Thursday, October 05, 2017 1:00 am
Pay back taxes, Amazon told
EU says online retailer owes Luxembourg $295 million
RAF CASERT | Associated Press
BRUSSELS – Amazon has to pay $295 million in back taxes to Luxembourg, the European Union ordered Wednesday, in its latest attempt to tighten the screws on multinationals it says are avoiding taxes through sweetheart deals with individual EU states.
Margrethe Vestager, the EU official in charge of antitrust issues, also took Ireland to court for failing to collect a massive 13 billion euros ($15.3 billion) in back taxes from Apple Inc.
She argued that, like in Amazon's case, the company had profited from a deal with the country that had allowed it to avoid paying most of the taxes the EU felt were due.
The EU has taken aim at such past deals, which member states had used to lure foreign companies in search of a place to establish their EU headquarters. The practice led to EU states competing with each other and multinationals playing them off one another.
EU states are now trying to harmonize their tax rules, but Wednesday's and previous rulings seek to redress years of tax avoidance.
U.S. online retailer Amazon had unfairly profited from special low tax conditions since 2003 in tiny Luxembourg, where its European headquarters are based, Vestager said.

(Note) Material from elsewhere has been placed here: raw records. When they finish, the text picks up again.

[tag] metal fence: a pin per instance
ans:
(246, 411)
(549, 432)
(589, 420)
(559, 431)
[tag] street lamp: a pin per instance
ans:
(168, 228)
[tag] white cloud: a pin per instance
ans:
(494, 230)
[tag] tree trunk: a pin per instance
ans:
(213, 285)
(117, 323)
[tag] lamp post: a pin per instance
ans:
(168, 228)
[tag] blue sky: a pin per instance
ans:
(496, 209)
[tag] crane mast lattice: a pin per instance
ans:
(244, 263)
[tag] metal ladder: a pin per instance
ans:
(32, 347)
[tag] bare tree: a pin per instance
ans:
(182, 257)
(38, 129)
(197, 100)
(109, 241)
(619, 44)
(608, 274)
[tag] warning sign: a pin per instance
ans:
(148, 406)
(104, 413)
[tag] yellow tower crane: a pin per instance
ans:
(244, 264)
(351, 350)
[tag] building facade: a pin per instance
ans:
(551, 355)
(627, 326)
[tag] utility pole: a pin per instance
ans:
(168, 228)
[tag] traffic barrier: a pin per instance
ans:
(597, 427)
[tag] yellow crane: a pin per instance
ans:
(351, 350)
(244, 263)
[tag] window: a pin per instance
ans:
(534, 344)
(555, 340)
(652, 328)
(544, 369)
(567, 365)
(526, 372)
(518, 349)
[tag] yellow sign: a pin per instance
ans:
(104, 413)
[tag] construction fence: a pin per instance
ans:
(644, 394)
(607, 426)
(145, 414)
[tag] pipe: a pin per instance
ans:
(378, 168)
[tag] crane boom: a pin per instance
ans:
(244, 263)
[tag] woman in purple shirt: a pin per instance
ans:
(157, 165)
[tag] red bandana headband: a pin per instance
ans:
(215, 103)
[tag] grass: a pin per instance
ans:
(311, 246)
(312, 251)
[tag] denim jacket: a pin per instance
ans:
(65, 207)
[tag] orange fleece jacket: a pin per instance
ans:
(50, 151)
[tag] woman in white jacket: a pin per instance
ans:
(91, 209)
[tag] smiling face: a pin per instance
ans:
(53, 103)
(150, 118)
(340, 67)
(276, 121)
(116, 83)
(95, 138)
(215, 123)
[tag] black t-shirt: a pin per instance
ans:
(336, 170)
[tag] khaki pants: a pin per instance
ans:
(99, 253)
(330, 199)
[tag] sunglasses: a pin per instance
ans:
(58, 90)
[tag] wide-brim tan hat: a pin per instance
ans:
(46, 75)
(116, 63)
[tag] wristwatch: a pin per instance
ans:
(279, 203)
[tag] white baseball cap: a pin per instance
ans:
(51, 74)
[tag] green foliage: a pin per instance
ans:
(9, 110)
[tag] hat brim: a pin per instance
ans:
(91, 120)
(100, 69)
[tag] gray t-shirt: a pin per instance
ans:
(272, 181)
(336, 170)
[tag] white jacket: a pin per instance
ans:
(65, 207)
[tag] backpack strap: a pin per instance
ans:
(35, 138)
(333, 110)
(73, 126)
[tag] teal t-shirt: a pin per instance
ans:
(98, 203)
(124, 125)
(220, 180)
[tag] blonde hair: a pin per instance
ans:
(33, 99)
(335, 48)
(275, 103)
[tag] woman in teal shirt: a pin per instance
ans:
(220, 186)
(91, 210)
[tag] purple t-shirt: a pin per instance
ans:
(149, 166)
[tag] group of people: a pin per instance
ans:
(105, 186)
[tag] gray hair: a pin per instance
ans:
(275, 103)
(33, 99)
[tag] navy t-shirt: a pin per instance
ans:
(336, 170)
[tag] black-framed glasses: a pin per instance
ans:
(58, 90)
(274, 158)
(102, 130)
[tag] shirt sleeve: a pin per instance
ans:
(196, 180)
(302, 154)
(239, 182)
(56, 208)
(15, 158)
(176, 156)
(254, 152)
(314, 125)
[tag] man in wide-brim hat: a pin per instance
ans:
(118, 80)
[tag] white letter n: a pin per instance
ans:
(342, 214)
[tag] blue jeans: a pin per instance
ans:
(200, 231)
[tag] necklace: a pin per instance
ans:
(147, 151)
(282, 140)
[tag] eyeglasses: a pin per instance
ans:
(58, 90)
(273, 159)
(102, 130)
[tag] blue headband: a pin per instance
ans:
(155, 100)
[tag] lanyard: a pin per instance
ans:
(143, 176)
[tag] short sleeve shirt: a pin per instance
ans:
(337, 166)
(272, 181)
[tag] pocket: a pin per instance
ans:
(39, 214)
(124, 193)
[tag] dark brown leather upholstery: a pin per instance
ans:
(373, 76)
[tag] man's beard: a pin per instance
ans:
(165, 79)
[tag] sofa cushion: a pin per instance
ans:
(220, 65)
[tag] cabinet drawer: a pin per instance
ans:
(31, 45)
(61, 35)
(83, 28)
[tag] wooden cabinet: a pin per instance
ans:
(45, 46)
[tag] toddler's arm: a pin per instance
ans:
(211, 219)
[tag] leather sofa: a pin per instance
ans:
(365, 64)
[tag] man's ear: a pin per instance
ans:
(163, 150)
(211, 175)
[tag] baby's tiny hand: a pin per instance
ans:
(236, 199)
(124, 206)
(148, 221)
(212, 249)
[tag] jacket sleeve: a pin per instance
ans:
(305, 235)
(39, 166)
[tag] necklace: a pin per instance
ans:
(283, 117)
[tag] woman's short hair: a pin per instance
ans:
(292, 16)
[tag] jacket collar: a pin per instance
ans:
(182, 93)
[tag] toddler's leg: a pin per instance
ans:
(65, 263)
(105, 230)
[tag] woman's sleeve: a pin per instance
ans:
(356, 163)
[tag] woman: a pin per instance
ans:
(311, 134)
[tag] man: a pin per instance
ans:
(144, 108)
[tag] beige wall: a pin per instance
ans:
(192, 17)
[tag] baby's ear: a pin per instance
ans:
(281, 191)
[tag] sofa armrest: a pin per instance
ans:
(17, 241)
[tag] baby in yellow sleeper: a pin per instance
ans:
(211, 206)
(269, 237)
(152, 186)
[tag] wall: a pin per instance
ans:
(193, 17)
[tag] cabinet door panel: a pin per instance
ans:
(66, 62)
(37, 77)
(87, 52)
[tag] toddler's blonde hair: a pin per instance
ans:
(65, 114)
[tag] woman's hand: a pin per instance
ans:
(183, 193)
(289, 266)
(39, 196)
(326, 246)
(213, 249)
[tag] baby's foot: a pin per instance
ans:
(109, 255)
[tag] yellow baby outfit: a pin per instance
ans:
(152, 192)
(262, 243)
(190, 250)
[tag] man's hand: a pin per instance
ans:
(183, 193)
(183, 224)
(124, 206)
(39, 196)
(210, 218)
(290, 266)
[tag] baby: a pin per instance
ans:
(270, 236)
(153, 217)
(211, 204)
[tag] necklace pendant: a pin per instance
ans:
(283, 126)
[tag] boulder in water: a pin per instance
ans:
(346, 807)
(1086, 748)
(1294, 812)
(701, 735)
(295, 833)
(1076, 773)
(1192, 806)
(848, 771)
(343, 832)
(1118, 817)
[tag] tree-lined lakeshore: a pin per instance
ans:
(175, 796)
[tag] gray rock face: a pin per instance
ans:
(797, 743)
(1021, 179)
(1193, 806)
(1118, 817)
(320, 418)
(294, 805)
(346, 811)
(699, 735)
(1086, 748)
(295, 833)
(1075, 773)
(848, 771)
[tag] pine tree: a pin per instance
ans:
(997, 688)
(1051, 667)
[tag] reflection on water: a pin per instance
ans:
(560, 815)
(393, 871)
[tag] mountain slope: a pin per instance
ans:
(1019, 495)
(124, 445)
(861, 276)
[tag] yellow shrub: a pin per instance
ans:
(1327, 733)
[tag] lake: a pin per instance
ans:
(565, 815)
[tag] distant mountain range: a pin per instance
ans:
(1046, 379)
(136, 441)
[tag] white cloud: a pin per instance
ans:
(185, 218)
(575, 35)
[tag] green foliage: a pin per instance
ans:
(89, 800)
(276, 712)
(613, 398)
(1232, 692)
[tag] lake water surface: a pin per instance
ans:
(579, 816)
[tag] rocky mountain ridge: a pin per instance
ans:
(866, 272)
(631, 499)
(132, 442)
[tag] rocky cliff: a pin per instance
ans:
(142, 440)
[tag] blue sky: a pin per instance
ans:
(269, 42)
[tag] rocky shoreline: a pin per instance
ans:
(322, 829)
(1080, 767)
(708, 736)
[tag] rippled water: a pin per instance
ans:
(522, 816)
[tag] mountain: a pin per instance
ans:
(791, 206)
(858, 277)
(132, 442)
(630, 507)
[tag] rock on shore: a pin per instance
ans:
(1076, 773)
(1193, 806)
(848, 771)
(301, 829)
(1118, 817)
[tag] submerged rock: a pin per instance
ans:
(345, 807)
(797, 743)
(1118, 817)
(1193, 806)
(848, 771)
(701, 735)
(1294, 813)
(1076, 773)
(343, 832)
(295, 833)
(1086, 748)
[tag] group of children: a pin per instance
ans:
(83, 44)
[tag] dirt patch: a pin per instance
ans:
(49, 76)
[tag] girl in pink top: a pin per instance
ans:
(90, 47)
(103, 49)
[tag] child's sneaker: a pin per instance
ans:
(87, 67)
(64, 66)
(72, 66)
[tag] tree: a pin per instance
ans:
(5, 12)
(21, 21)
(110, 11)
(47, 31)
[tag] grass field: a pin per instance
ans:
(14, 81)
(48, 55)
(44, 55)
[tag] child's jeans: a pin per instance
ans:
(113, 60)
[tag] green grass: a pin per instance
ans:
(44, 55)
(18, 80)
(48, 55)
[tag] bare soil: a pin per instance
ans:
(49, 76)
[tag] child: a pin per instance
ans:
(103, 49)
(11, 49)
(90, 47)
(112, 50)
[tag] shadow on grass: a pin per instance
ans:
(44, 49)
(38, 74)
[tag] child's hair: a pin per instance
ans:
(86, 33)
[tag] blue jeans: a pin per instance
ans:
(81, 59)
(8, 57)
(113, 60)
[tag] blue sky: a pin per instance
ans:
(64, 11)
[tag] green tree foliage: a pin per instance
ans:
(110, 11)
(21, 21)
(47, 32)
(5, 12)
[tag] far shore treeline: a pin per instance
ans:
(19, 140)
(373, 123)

As a result, almost three quarters of Amazon's profits in the EU were not taxed, she said.
“In other words, Amazon was allowed to pay four times less tax than other local companies subject to the same national tax rules,” she said. The issue is not so much that the companies got tax breaks but that they were available only to them.
Amazon said it believed it had not received any special treatment from Luxembourg and would consider appealing. “We paid tax in full accordance with both Luxembourg and international tax law.”